Tatjana Patitz im Juli 1990 in einer NDR Talk-Show
Tatjana Patitz im Juli 1990 in einer NDR Talk-Show
© teutopress / Imago Images
Eigentlich passte die Hamburgerin Tatjana Patitz nicht in die Modelbranche. Zumindest für den Geschmack der 1980er Jahre. Doch einer wusste: "Diese Frau hat was."

Ihren letzten großen Auftritt in Deutschland hatte Tatjana Patitz Anfang Dezember 2017, keine sechs Jahre ist das her. Da lief sie für eine Chanel-Kollektion von Karl Lagerfeld in ihrer Heimatstadt Hamburg quer durch die Elbphilharmonie, zwei Runden lang auf diesem unterkühlten hanseatischen Laufsteg. Ihre letzte Produktion mit dem stern hatte sie im Jahr zuvor gehabt, eine Modeproduktion mit Peter Lindbergh in Downtown Los Angeles.

Punkt neun Uhr an einem Sonntagmorgen im Juni 2016 war sie mit Helena Christensen, Amber Valetta und Mila Jovovich auf einem Hoteldach eingetroffen.
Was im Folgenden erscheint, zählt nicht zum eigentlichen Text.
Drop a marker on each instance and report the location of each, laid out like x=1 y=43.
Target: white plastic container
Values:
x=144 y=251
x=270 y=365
Ihren Sohn Jonah hatte sie aus Santa Barbara mitgebracht. Der 12-jährige war entsetzt darüber, dass kein anderer Junge seines Alters mit dabei war, nur kleinere Kinder, lauter Mädchen noch dazu. Den Arm über seine Schulter gelegt führte Patitz ihn über das weitläufige Dach und erzählte davon, dass fast zwanzig Jahre zuvor hier ein berühmter Film von einem deutschen Regisseur gedreht worden war: "The Million-Dollar-Hotel", eine Geschichte des deutschen Regisseurs Wim Wenders über die Kraft der bedingungslosen Liebe.

"Studiere lieber, würde ich meiner Tochter sagen"
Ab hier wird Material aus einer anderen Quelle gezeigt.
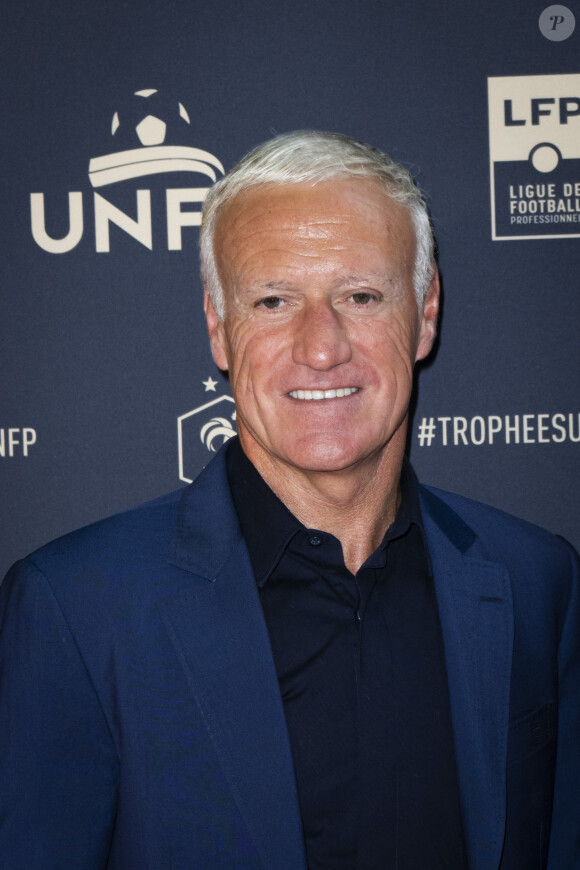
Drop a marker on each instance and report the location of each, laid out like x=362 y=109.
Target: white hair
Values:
x=309 y=156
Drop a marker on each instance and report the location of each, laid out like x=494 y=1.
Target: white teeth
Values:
x=317 y=395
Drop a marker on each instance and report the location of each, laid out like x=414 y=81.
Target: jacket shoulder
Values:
x=502 y=534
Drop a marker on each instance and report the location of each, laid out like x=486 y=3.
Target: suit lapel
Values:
x=216 y=623
x=476 y=613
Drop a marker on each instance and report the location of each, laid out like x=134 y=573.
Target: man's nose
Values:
x=321 y=340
Patitz wirkte an diesem Tag ein wenig verloren. Mit ihren Kolleginnen sprach sie kaum, es gab da wohl keine glorreichen Anekdoten. Sie erzählte davon, dass sie durchaus Heimweh nach Deutschland verspüre: "Es gibt dort viel Wald, aber die Winter sind so lang. Und wir sind in Kalifornien verwurzelt."

Sie war gerade umgezogen und hatte ihre Ranch in der Nähe von Malibu verkauft. Die sei "zwar wunderschön", aber "seeeeehr abgelegen" gewesen, gut für "Pferde und Hunde", aber nicht, um dort mit ihrem Sohn allein zu leben. Außerdem sei Malibu selbst "Schickimicki" geworden, sei "nur noch Ferrari und Celebrity-Bullshit, das ist wie Rodeo Drive am Meer". Sie wollte nicht, dass "Jonah unter Kindern groß wird, die mit Zwölf schon ihre schwarzen Kreditkarten zücken und über ihre Privatjets sprechen."

Ihre neue Heimat war Santa Barbara. Ihr Sohn, den sie alleine großzog, stammte aus der Ehe mit dem amerikanischen Geschäftsmann Jason Johnson, von dem sie sich 2009 nach sechs Jahren hatte scheiden lassen. "Wie hören nichts von ihm. Das tut ihm natürlich weh", sagte sie. Und war durchaus froh darüber, einen Sohn zu haben: "Als junges Mädchen würde ich nie wieder im Model-Business anfangen. Studiere lieber, würde ich meiner Tochter sagen. Die Mode ist ein brutales Metier geworden." 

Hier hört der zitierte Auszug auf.